The institute has also urged the GPS to adopt a training regime that focuses more on providing officers with the skills to interact with citizens in ways that build legitimacy and confidence rather than the current militaristic approach.

With senior police officers often insisting that part of the reason crime is committed with impunity is because of political interference, the institute said globally policing was inherently political but curbed by strong institutions.

“When we speak of political interference, we usually mean policing that is dictated by and serves the interests of partisan politics. This finds expressions, especially at the operational level, such as when investigations, arrests and prosecutorial decisions are dictated by partisan considerations.

“The questions for us then are which of the contenders for IGP has a clear understanding of these challenges? What is it about their record so far that suggests they can even begin to lay out the groundwork to address these challenges?” The Director of the Institute, Dr Justice Tankebe, told the Daily Graphic.

Training reform 

Dr Tankebe said the training reform for the police should start from the point of recruitment and continue throughout an officer’s time in the service.

It noted that policing was a dynamic activity, and officers needed the skills set that allowed them to respond to the challenging environment.

“This necessarily requires leadership that understands that the factors that shape police behaviour are primarily institutional.

“Unfortunately, it is commonplace to hear police commanders attribute police misconduct to ‘rotten apples’ and ‘bad nuts’. That is a mistaken diagnosis. The factors are institutional and that means, among other things, focusing on effective supervision, which is currently lacking.”

No innovation

In an interview that focused on police reforms, professionalism in the service and factors that should go into the appointment of a new Inspector General of Police (IGP), the security expert said the GPS needed innovation.

“There is very little, if any, innovation in policing in Ghana.
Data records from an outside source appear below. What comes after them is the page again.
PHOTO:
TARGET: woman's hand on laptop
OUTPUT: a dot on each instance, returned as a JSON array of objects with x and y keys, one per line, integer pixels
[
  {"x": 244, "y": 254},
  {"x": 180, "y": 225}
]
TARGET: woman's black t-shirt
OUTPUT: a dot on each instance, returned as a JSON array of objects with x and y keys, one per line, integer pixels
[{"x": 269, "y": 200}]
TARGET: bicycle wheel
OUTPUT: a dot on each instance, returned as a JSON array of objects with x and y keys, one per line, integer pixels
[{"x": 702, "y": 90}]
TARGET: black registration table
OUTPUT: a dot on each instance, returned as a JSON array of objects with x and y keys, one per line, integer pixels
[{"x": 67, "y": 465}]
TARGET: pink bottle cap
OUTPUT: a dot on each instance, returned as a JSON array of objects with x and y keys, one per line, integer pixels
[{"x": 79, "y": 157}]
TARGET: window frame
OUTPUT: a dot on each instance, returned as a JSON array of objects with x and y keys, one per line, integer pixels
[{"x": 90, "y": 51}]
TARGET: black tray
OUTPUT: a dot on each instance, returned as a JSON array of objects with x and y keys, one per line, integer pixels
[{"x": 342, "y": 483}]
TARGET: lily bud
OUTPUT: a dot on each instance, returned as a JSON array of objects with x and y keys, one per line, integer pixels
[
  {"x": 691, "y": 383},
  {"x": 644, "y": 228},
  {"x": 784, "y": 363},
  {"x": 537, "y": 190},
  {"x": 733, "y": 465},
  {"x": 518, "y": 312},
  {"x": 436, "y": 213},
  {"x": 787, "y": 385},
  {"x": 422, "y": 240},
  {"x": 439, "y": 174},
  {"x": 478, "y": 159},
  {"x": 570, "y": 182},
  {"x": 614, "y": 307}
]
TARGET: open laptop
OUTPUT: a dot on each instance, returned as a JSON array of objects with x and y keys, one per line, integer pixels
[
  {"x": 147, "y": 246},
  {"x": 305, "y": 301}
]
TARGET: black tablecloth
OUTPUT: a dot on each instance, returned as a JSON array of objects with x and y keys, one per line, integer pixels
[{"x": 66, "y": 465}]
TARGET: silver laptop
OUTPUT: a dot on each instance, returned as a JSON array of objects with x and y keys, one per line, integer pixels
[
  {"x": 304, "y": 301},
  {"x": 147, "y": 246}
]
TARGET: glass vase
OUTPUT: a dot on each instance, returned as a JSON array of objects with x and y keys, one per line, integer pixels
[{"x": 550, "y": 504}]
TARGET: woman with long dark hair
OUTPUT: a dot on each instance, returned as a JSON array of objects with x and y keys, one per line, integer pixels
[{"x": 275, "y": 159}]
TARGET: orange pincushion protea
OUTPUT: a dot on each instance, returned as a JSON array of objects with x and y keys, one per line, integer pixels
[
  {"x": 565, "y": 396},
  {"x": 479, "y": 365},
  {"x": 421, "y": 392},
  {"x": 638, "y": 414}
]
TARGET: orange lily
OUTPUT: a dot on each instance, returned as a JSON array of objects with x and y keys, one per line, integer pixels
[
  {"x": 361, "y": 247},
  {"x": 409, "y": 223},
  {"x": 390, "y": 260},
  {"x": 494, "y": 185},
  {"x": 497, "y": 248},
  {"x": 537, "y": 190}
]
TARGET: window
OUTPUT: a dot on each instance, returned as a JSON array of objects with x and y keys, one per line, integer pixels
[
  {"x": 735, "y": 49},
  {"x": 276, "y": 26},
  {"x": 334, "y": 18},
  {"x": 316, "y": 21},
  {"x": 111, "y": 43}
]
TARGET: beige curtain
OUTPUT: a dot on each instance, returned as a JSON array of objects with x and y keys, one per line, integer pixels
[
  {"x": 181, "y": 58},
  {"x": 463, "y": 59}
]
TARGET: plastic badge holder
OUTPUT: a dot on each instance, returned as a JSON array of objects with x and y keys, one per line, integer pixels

One of the innovation Ghana needs in its policing is a greater use of evidence to inform decisions about the investigations, allocation of resources and crime prevention.

“I am not here referring to criminal evidence; evidence-based policing concerns the use of the best social-scientific evidence on ‘what works’ to inform police work,” he said.

Appointing a new IGP

He said an appointment that did not have those issues in mind would only compound the legitimacy traps the police face, — traps that arose from lack of innovation and unbridled penetration of partisan politics into policing.

On reforms, he said it was time to decentralise police administration by making each region an independent police service.

He also called for the scrapping of the Police Council, which should be replaced with an ‘independent’ entity. This entity would have a dual mandate of promoting police innovation and integrity and conducting regular inspections of the various police services to ensure every aspect of their operations met clearly outlined national standards.